You must be wondering how is this the same. I read the explanation, perhaps it was by Osho. In the face of the fire, chaos and danger we all act out of instincts, our habits and the Master had done the same except it was exactly in the opposite direction. Everyone ran out, the Master went in, to his center, the space within, where he knew for sure he would be safe.
The first thought that came to me was all this meditating stuff is fine, but the Master would have burnt to death and if he did survive it must be pure luck. But as I reflected on it, I saw and see the practicality and brilliance of the story and what we can learn from it.

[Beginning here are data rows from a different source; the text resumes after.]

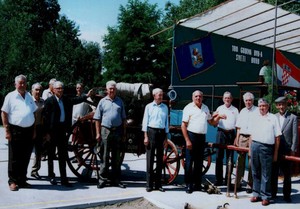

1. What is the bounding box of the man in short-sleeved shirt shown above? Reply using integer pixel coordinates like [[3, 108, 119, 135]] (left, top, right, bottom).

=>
[[215, 91, 239, 186], [142, 88, 169, 192], [1, 75, 37, 191], [250, 99, 281, 206], [94, 81, 126, 189], [181, 90, 219, 194], [234, 92, 258, 193]]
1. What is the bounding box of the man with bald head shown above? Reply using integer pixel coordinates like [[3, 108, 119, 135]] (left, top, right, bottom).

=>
[[181, 90, 220, 194], [94, 81, 126, 189], [142, 88, 169, 192], [1, 75, 37, 191], [44, 81, 91, 187], [250, 98, 281, 206]]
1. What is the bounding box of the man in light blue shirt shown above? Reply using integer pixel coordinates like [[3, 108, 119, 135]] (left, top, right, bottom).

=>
[[94, 81, 126, 189], [142, 88, 169, 192]]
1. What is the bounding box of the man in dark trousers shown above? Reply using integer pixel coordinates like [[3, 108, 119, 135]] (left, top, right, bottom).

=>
[[142, 88, 169, 192], [94, 81, 126, 189], [44, 81, 91, 187], [1, 75, 37, 191], [272, 97, 298, 202]]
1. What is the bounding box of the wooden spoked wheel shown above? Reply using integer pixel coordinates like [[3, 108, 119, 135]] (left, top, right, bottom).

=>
[[162, 139, 180, 184], [181, 147, 213, 176], [67, 113, 125, 181]]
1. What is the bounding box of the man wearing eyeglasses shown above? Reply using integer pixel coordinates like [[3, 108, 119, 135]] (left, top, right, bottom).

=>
[[44, 81, 91, 187]]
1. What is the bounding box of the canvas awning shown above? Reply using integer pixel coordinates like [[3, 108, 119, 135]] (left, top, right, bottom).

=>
[[178, 0, 300, 55]]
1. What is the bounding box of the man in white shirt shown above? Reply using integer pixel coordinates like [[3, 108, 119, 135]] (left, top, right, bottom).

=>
[[142, 88, 169, 192], [215, 91, 239, 186], [1, 75, 37, 191], [72, 83, 92, 125], [181, 90, 220, 194], [250, 98, 281, 206], [234, 92, 258, 193], [42, 78, 56, 101], [272, 97, 299, 202]]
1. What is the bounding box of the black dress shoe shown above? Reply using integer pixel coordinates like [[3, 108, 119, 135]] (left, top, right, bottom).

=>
[[61, 181, 73, 187], [50, 178, 57, 185], [97, 182, 105, 189], [283, 197, 292, 203], [99, 175, 108, 181], [19, 182, 31, 188], [31, 173, 41, 180], [185, 186, 193, 194], [246, 187, 252, 194], [9, 183, 19, 191], [112, 182, 126, 189], [155, 187, 165, 192], [194, 185, 202, 192]]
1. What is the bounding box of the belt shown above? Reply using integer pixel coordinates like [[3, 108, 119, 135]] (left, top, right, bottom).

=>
[[240, 134, 250, 137], [102, 126, 120, 131], [252, 140, 275, 147], [9, 124, 34, 130], [148, 126, 165, 130], [148, 126, 165, 133], [218, 128, 234, 133]]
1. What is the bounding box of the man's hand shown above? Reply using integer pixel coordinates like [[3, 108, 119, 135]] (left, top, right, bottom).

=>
[[144, 136, 149, 147], [86, 89, 95, 97], [185, 139, 193, 150], [96, 134, 101, 142], [5, 130, 11, 141]]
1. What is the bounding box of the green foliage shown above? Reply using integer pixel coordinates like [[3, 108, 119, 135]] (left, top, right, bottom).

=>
[[0, 0, 101, 97], [103, 0, 172, 87]]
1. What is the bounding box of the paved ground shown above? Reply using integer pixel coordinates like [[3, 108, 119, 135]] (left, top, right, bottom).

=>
[[0, 125, 300, 209]]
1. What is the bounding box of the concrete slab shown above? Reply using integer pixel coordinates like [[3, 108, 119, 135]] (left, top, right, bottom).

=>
[[0, 128, 300, 209]]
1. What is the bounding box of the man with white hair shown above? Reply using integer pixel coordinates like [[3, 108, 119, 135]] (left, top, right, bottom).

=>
[[249, 98, 281, 206], [234, 92, 258, 193], [142, 88, 169, 192], [31, 83, 45, 179], [181, 90, 221, 194], [94, 81, 126, 189], [1, 75, 37, 191], [215, 91, 239, 186], [44, 81, 91, 187]]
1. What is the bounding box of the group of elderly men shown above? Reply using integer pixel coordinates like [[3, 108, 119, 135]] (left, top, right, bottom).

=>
[[1, 75, 298, 206], [181, 91, 298, 206]]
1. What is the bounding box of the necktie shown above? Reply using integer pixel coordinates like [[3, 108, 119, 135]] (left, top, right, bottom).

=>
[[58, 99, 65, 122]]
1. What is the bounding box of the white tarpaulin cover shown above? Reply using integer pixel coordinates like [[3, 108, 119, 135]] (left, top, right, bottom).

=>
[[178, 0, 300, 55]]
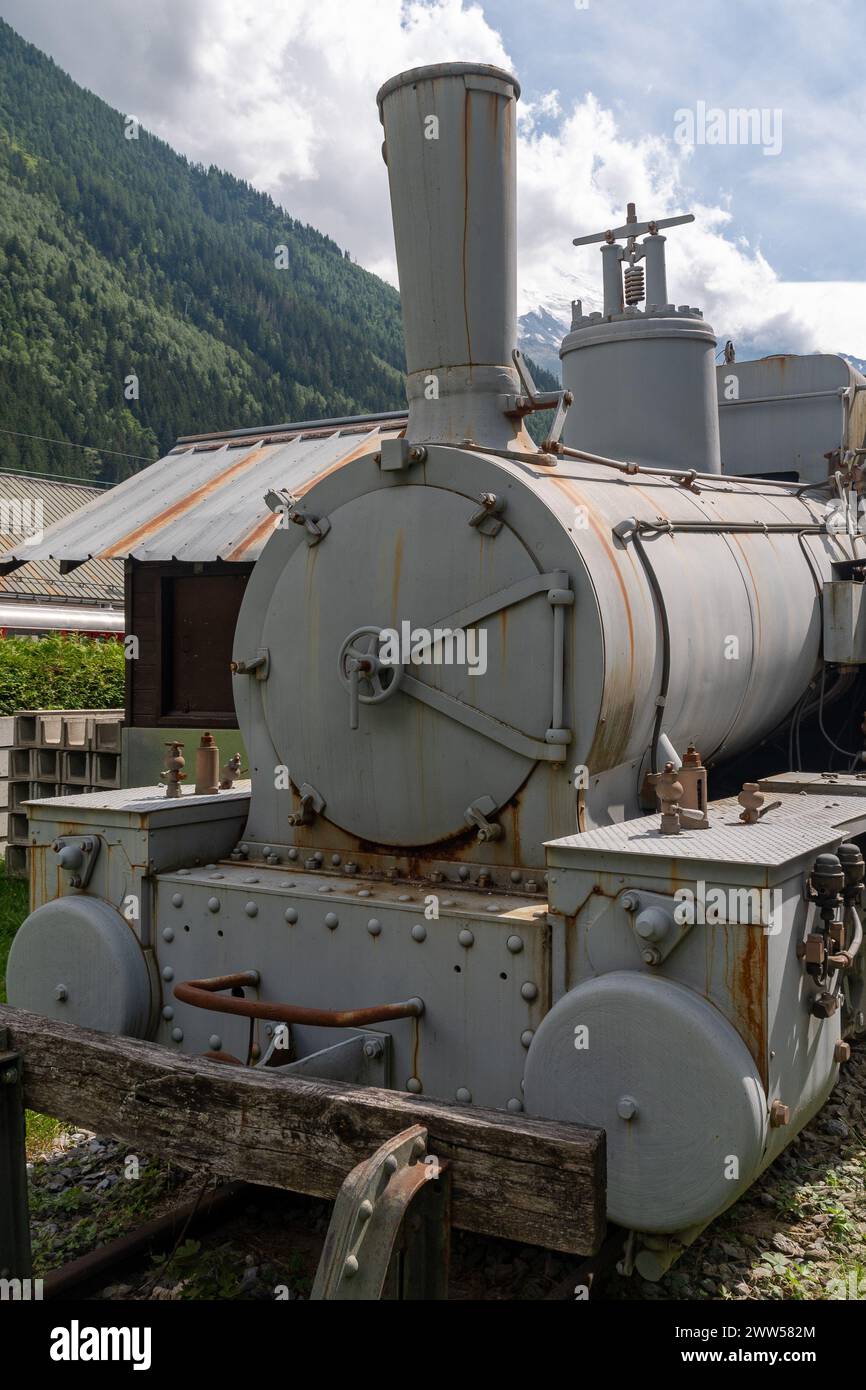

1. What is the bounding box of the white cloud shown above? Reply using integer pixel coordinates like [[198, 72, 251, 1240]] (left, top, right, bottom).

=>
[[0, 0, 866, 356]]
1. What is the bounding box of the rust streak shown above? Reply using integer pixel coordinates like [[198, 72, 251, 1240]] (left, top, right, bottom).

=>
[[222, 435, 382, 560], [100, 446, 264, 559]]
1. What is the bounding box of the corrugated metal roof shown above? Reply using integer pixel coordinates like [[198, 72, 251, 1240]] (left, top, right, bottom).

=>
[[0, 416, 406, 566], [0, 473, 124, 606]]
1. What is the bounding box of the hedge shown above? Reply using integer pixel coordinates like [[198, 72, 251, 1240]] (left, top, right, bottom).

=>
[[0, 635, 124, 714]]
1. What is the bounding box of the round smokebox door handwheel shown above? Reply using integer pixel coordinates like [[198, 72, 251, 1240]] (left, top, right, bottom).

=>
[[339, 626, 403, 728]]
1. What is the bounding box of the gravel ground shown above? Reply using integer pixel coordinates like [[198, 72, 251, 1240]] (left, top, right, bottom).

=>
[[31, 1041, 866, 1300]]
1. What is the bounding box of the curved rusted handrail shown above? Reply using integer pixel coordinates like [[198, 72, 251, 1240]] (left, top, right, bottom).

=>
[[174, 970, 424, 1029]]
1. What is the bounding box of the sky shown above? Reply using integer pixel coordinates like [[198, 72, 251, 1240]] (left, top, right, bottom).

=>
[[0, 0, 866, 359]]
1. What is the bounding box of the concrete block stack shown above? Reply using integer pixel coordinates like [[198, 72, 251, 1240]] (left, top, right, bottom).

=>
[[0, 709, 124, 877]]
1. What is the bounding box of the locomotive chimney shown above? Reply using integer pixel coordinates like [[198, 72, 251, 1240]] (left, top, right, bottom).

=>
[[377, 63, 534, 449]]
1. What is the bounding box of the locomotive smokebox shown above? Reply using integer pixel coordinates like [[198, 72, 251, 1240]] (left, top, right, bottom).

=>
[[378, 63, 534, 450]]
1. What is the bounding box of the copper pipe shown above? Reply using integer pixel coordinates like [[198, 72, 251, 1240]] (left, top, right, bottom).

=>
[[174, 970, 424, 1029]]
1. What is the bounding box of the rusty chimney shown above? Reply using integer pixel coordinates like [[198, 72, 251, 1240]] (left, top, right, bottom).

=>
[[377, 63, 534, 449]]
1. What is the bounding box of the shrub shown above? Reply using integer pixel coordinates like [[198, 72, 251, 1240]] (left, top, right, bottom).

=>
[[0, 635, 124, 714]]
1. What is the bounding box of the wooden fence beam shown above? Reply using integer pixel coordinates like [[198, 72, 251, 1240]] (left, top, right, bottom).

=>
[[0, 1006, 606, 1255]]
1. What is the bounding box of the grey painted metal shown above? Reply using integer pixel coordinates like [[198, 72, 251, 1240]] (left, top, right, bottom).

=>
[[235, 446, 862, 867], [524, 969, 767, 1232], [716, 353, 866, 482], [560, 308, 720, 473], [559, 211, 721, 473], [6, 895, 156, 1038], [10, 56, 866, 1272], [378, 63, 534, 449], [542, 788, 866, 1241]]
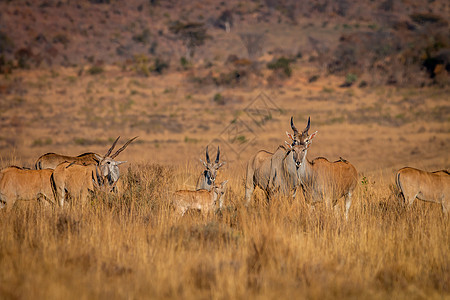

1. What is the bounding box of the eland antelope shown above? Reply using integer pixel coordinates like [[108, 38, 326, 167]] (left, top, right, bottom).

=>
[[173, 180, 228, 216], [52, 138, 135, 207], [0, 167, 54, 211], [196, 146, 226, 191], [245, 117, 310, 206], [34, 136, 137, 170], [293, 123, 358, 219], [395, 167, 450, 215]]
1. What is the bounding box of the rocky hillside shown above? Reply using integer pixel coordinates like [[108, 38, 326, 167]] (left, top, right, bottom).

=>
[[0, 0, 450, 86]]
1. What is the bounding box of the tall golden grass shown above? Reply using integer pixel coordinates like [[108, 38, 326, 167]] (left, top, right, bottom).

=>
[[0, 164, 450, 299]]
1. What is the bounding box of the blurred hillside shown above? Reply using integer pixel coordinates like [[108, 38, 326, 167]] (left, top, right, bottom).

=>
[[0, 0, 450, 86]]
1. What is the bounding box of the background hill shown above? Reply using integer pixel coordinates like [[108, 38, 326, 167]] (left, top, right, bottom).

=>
[[0, 0, 450, 175]]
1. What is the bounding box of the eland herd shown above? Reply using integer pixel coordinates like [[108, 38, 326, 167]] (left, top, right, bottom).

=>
[[0, 117, 450, 219]]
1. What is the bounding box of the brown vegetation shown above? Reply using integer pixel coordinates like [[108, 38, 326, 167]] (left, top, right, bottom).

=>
[[0, 165, 450, 299]]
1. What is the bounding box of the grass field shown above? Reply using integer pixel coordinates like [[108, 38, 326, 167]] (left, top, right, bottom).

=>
[[0, 164, 450, 299]]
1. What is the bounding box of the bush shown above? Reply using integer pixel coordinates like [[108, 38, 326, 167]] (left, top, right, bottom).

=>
[[88, 66, 104, 75], [152, 57, 169, 74], [267, 56, 293, 77]]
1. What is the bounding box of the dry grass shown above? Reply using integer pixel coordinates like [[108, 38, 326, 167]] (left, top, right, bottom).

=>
[[0, 164, 450, 299]]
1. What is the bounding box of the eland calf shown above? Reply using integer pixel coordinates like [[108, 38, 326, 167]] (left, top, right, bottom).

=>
[[173, 180, 228, 216], [395, 167, 450, 215]]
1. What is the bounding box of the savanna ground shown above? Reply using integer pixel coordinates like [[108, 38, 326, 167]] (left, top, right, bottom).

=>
[[0, 1, 450, 299], [0, 69, 450, 299]]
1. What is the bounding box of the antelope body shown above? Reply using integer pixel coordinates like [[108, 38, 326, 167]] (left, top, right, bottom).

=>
[[34, 152, 102, 170], [245, 150, 273, 206], [52, 162, 103, 207], [52, 137, 137, 207], [245, 117, 310, 205], [34, 136, 137, 170], [295, 125, 358, 219], [173, 180, 228, 216], [395, 167, 450, 215], [0, 167, 54, 211], [196, 147, 226, 191], [269, 146, 300, 198]]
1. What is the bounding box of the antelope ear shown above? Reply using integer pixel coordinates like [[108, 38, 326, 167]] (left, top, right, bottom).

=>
[[286, 131, 294, 140], [307, 131, 317, 143], [199, 158, 208, 168]]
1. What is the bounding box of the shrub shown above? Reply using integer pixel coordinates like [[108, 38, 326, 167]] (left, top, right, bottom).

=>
[[88, 66, 104, 75]]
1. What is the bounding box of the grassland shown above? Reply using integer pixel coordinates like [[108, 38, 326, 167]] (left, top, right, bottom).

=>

The Master did not react to the danger by running away from it. That would be an action that has been programmed in our brain over millions of years of evolution. We’d do it as a reflex action, without consciously thinking about it. Instead, he centered himself, was in a space of complete calm. The inference we can draw from it is that he was able to take the most appropriate decision from this space. Only an amazing level of mastery makes such a thing possible.
In the world of investing, every now and then there is chaos, markets go topsy-turvy. Sometimes it crashes even as much as 40-50%. Your portfolio will appear to continuously fall and your investments could lose big time. Your brain interprets these losses as a threat, a survival problem and pumps stress hormones that drives you or compels you to sell and get out. Gripped by fear you sell and exit the market to save yourself.
The other extreme is greed and in that state of arousal the brain pumps another hormone and we act on it, grabbing and devouring in a manner that is best described as have lost our senses. And actually, we have.
How do we get to a state of mind that when investing, we always, instinctively out of habit not react but center ourselves like the Zen Master and take decisions from the space of calm? The answer I have for you is to be Process-centered, take investing decision by following a process.